Field workers observed operations at the shelter from November 2012 through March of this year and said that the findings of “greatest concern” were a shortage of security personnel during the winter months — when the shelter is the most crowded — and a infestation of rodents.
They found that the shelter was largely in good physical condition,” but for a “severe ongoing rodent problem,” with mice running on the desks and floors.
“It’s a party in here’’ for pests, an employee told investigators.
David A. Berns, director of the city’s Department of Human Services, issued a statement through a spokesman saying that the department has worked with the inspector general’s office to “implement corrective actions” since seeing a draft copy of the report.
“Most of the issues addressed in their report have been resolved,” Berns said. “We take these findings very seriously and have enhanced our internal contractual monitoring to help prevent future problems.”
The report is part of an evaluation of conditions at select District homeless shelters at a time when the District has been under fire from some homeless advocates for some of its efforts to deal with a homeless population that has grown 10 percent in the last five years.
“This is a useful report for us because it highlights problems found throughout the system [that are] sometimes worse than what we see here,” said Council Member Jim Graham (D-Ward 1), chairman of the city’s committee on human services.
“We’re not committing sufficient resources getting this into shape as it should be,” Graham said.
But he added that the city is making some progress in improving its facilities for the homeless, citing an upgrade recently launched at the John Young women’s shelter in Northwest.
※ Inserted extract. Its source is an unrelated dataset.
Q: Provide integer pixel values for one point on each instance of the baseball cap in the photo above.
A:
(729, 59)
The number of homeless in the city has grown 10 percent since 2009, according to the 2013 “point-in-time” count of the region’s homeless conducted in January by the Metropolitan Washington Council of Governments, although the number of homeless people in the city declined slightly — by 1 percent — this year over last, to 6,865.
In the Washington region, only the District and Loudoun County have seen their homeless populations rise over the last five years.